Impulsivity, acting or blurting without thinking or considering the consequences have been a major feature or symptom of ADHD. But impulsivity itself in ADHD is a part of larger group symptoms of “behavioural Disinhibition” that have not yet fully discussed in the literature!
The children and teenagers of hyperactivity type of ADHD are in general and across a broad range of behaviours, disinhibited. In other words, this group of patients as early age as toddlers, lack control over their behaviours. Many of these symptoms are missing from most of diagnostic criteria or symptoms descriptions of ADHD, including DSM-IV and most recently DSM-5, that is the diagnostic bible of psychiatric disorders.
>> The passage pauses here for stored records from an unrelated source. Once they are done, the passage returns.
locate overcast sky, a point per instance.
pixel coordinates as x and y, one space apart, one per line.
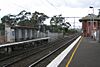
68 8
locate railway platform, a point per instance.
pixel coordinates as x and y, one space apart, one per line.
85 53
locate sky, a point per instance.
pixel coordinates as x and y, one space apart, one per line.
68 8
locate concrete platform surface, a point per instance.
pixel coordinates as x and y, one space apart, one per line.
86 54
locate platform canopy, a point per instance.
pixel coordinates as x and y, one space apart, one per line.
90 17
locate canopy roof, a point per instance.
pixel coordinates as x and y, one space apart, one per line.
90 17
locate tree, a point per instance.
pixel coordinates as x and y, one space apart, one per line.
56 23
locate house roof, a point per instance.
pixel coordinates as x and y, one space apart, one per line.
90 17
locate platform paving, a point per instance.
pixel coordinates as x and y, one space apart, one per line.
86 55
DSM-IV and 5, define Impulsivity as “often blurting out answers before questions have been finished/often having trouble waiting one’s turn/ and often interrupting or intruding on others (e.g., butting into conversations or games). But “behavioural disinihibition” that impulsivity is a part of it is beyond these and can include many missing symptoms in our current diagnostic criteria, such as uncontrollable silly and clown like behaviours; giggling, laughing too much; bullying, mocking behaviours;risk taking behaviours including engagement in risky and careless driving, drug and substance abuse, sexual misconduct; other misconduct behaviours such as interest in prohibited actions and words, lying, etc; annoying others and causing disturbances at home, schools and other environments.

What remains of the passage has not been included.